February 20, 2009

Beyond The Sky

Everything's changing lately. I feel consciously quite different than I was 6 months ago. Whether this is good or bad, I'm yet to figure out.

I have been working at a pub since December now - they've given me 2 shifts in 4 weeks, which isn't so good. I can't leave because the chances are I won't get another job, but staying is like not having a job right now.

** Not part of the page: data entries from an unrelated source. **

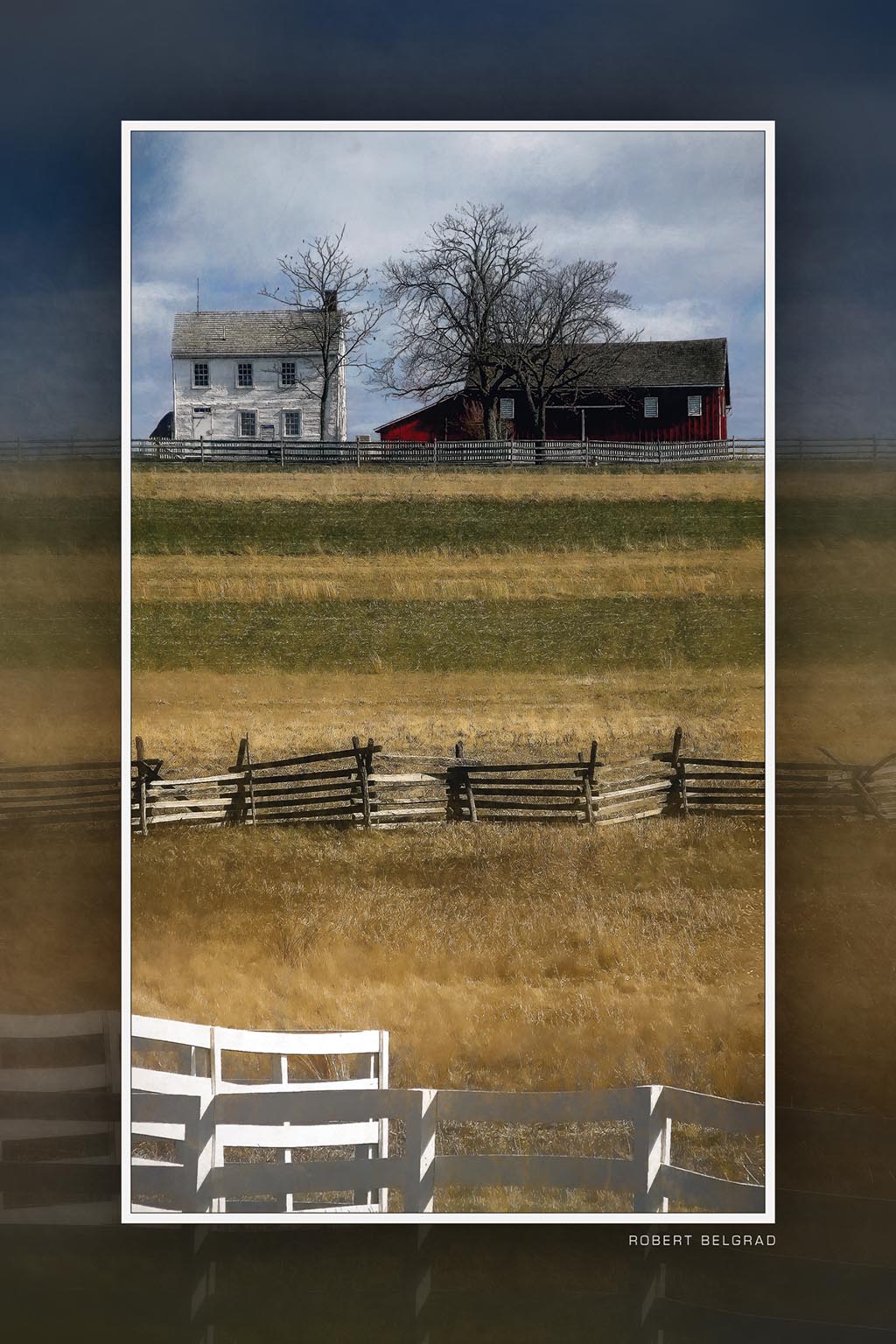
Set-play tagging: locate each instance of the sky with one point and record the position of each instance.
(820, 69)
(220, 207)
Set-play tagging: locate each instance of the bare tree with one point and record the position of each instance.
(560, 336)
(448, 296)
(326, 296)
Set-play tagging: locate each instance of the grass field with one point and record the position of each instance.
(499, 958)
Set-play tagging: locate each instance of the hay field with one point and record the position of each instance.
(508, 609)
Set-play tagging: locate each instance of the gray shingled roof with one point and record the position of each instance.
(238, 333)
(672, 363)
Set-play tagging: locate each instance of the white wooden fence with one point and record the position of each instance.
(203, 1106)
(251, 1144)
(60, 1118)
(492, 453)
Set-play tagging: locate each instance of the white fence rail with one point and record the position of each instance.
(253, 1144)
(459, 453)
(183, 1073)
(60, 1118)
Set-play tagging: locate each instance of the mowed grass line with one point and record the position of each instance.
(430, 576)
(60, 523)
(393, 484)
(574, 636)
(468, 526)
(193, 719)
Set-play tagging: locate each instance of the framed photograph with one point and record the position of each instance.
(448, 656)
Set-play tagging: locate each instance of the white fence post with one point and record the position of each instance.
(419, 1184)
(652, 1143)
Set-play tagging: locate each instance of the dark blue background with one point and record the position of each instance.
(822, 72)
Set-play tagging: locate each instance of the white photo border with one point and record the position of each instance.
(767, 130)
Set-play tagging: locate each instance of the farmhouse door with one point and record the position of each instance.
(202, 421)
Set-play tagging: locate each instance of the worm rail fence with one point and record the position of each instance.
(491, 453)
(60, 1118)
(364, 787)
(261, 1123)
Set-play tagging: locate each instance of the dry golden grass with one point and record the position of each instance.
(40, 576)
(60, 715)
(852, 711)
(383, 484)
(509, 958)
(836, 953)
(60, 918)
(846, 481)
(77, 480)
(578, 574)
(835, 571)
(196, 718)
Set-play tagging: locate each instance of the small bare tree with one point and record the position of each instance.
(448, 296)
(560, 336)
(328, 306)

I quit Pretty Vacant. The direction changed completely and every song became a struggle to get through, a real contrast compared to last year when I would find my space in each song and surround myself in it. Come to think of it, I haven't really enjoyed anything for quite a while. I can't sit through movies, tv programs, gigs or anything anymore. They seem like petty idle distractions and by five minutes in, I want out. There's nothing I can think of that I want to do. My focus seems to have flown out the window and communicating this can be quite frustrating. I sit down and just think, where'd everything I live for go?

I'm a Gemini and I can't even peel myself off the frelling floor these days - not very Gemini at all.

My favourite people are all so far away. Em's in London town, Hyland's in Newbury and Bii's in Deutschland - Bii rocks muchly. I've never met another Thunderbird bassplayer who also happens to like Taken and be able to quote it too and who also happens to like the Backyard Babies.

All change I guess - I have 4 interviews coming up for university, Bath Spa, Hertfordshire, Westminster and Canterbury/Broadstairs. I have a lot of work to do before all these, which isn't very long indeed.

Still researching the family tree when I can. I am apparently mainly Shoshone Indian with some Cherokee and Chickasaw too.

"A sign of unresolve that, envisioned, drives the pinwheel on-and-on.
I am disabled by fears concerning which course to take.
When memory bears witness to the innocence, consumed in dying rage.
There can be no other means to the end, or keys to my heart,
You will never find, you will never find."